Guest Post: The Birth of Chase Baker, Renaissance man By Vincent Zandri

The Birth of Chase Baker, Renaissance man

By Vincent Zandri

“You’re Chase Baker.”
Or so I’ve been told at least a half dozen times by readers and reviewers of my new action/adventure release, The Shroud Key. And I suppose in some ways, the statement makes perfect sense. Chase lives in both Florence, Italy and New York City. He’s a writer and an adventurer, and even an amateur historian. His father was a construction pro, in this case an excavator. But most of all, Chase loves trouble. Especially when it comes to women. 

I too spend a few months per year in Florence. I live in New York, but not New York City. Instead I live 140 miles north in Albany. I’m a writer of course, and I like to think of my excursions to places like the Amazon Jungle, West Africa, and post-revolutionary Egypt as great adventures. And they are! My dad was a construction man, but his trade was laying bricks. When it comes to romance, do I seem to attract trouble like Chase Baker? Well, let’s put it this way: I’ve been married and divorced twice and with plenty of love stories in between, not all of them ending on particularly high notes. But these are where the similarities between Chase and Vince begin and end.

So then, where did I really come up with the main character of The Shroud Key? To be honest, I allowed the character to form in my mind for period of almost two years. I knew I wanted to write a “serial” inspired by the old film and dime novel serials of the 1930s, 40s, and 50s. I wanted a sort of Indiana Jones, only earthier and more of a tough guy who embraces his romantic side. I wanted him to be part Ernest Hemingway, part Casanova, part Sam Spade. Lastly, I wanted him to be someone I would love to travel with for a couple of weeks, sharing a beer or two in a dark bar in Athens or Istanbul, where the bartender shouts out “Hey Chase, it’s good to see you again,” as soon as he walks through the door.

The true idea for the Chase character wasn’t crystalized however, until I came upon a rarely known movie from the 1950s called, Secret of Incas. The movie stars Charlton Heston as Harry Steel. Like the name suggests, Steel is a tough guy. A former pilot who, as the story starts, is giving guided tours in Cuzco, Peru while waiting to get his hands on a private plane that he can steal. In the meantime, he’s set his sites on some priceless Inca artifacts that he plans to “liberate” from Machu Picchu.
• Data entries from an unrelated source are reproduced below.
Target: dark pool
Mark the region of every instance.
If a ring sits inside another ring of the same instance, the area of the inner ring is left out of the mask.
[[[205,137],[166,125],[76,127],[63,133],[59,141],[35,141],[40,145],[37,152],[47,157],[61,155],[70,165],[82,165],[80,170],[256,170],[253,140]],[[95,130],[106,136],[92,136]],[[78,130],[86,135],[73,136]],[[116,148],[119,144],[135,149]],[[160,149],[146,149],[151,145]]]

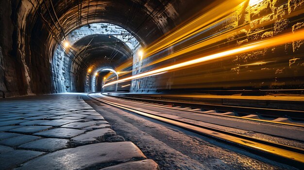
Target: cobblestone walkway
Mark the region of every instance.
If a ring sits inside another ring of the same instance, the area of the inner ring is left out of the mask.
[[[0,99],[0,170],[158,170],[79,94]]]

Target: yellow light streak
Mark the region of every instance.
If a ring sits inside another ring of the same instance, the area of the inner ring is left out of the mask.
[[[253,6],[260,2],[261,2],[264,0],[250,0],[249,1],[249,6]]]
[[[269,62],[275,62],[276,61],[271,61],[271,62],[253,62],[253,63],[252,63],[250,64],[244,64],[244,65],[240,65],[239,66],[249,66],[249,65],[263,65],[263,64],[265,64],[267,63],[269,63]]]
[[[127,84],[126,85],[122,86],[121,87],[125,87],[129,86],[130,85],[130,84]]]
[[[153,74],[170,71],[177,68],[181,68],[195,64],[202,63],[204,62],[218,59],[220,58],[228,57],[232,55],[236,55],[242,53],[252,51],[258,49],[276,46],[286,43],[290,43],[293,41],[299,41],[304,39],[304,30],[299,30],[294,33],[289,33],[276,37],[272,37],[265,40],[257,41],[248,45],[241,46],[240,47],[233,48],[232,49],[215,53],[201,57],[200,58],[192,60],[189,61],[183,62],[173,65],[161,68],[155,70],[140,74],[137,75],[131,76],[128,77],[115,81],[103,85],[103,87],[109,86],[119,82],[124,82],[133,79],[138,78]]]
[[[230,14],[233,9],[244,2],[243,0],[226,0],[215,8],[204,13],[198,18],[170,33],[162,39],[147,47],[145,51],[146,56],[150,56],[173,45],[202,31],[207,28],[215,25],[219,20]],[[225,9],[223,11],[223,9]],[[210,19],[211,18],[211,19]],[[185,36],[186,35],[186,36]]]

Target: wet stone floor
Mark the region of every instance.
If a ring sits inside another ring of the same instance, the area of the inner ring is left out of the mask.
[[[80,94],[0,99],[0,170],[157,170]]]

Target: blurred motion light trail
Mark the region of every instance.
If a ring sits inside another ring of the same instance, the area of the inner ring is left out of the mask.
[[[224,51],[223,52],[215,53],[206,56],[203,56],[197,59],[190,60],[188,62],[181,62],[178,64],[174,64],[171,66],[163,67],[155,70],[131,76],[129,77],[121,79],[119,80],[117,80],[105,84],[102,86],[102,87],[109,86],[117,83],[132,80],[133,79],[138,78],[140,77],[151,76],[153,74],[163,72],[167,72],[173,69],[181,69],[183,67],[186,66],[190,66],[195,64],[197,64],[213,60],[222,58],[225,57],[230,56],[232,55],[236,55],[257,50],[258,49],[278,46],[280,45],[290,43],[293,41],[296,41],[303,39],[304,39],[304,30],[299,30],[296,32],[283,34],[275,37],[271,38],[265,40],[257,41],[254,43],[249,44],[248,45],[242,46],[240,47],[234,48],[232,49]]]

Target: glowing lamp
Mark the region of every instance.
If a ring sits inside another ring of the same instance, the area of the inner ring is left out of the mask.
[[[69,44],[68,41],[66,41],[64,44],[64,45],[66,48],[68,48],[69,46]]]

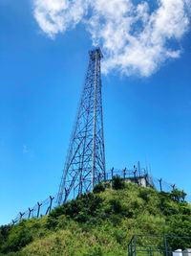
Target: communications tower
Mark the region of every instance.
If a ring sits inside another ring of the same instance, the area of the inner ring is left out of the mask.
[[[57,194],[57,204],[93,190],[105,180],[105,150],[99,48],[89,52],[89,65]]]

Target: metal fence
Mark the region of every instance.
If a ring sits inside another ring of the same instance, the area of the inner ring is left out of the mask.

The point here is not the plot but the character. Steel wears a worn leather pilot’s jacket, a fedora, khaki trousers, and work boots. He is also obsessed with going after priceless antiquities in far off remote areas of the world. He is Indiana Jones before Indiana Jones was invented. He is also the missing link in my search for Chase Baker. His macho ethic was exactly what I needed to seal the deal for The Shroud Key, and after having watched Secret of the Incas a half dozen times, along with some on-site research in Muslim Brotherhood controlled Cairo, Giza, Abu Simbal, Alexandria, Luxor, and more, I knew I could finally write my story. In the end, I came up with my version of the action/adventure hero who is not only on a grand quest to find the treasure, but who is also hoping to hook up with the damsel in distress.

While writing “Shroud Key” however, I became more and more curious about The Secret of the Incas and why it took me so long to come upon it. Well, it turns out that when Steven Spielberg was seeking out the inspiration for Indiana Jones, he found it in none other than Harry Steel. But Spielberg didn’t stop there. He went a step further in making sure that “Secret” wouldn’t be seen by the movie going public for years to come, therefore eliminating what would have been the inevitable comparison between Steel and Jones. In fact, the movie was pulled from circulation for decades and only re-emerged recently in the digital age. Goes to show you the kind of power Mr. Spielberg yields out there in Tinsel Town.

I think there will always be comparisons between Chase Baker and myself, if for no other reason than our love of adventure and our inability to sit still in one place for more than a few minutes at a time. His next adventure will also mimic my own recent travels in South America, especially in the Amazon and Machu Picchu. Many people aren’t aware of it, but much of Machu Picchu is currently unexplored and covered in heavy vegetation. The area is ripe for adventure. Like Harry Steel and Indiana Jones before him, Chase Baker is about to uncover some brand new secrets of the Incas.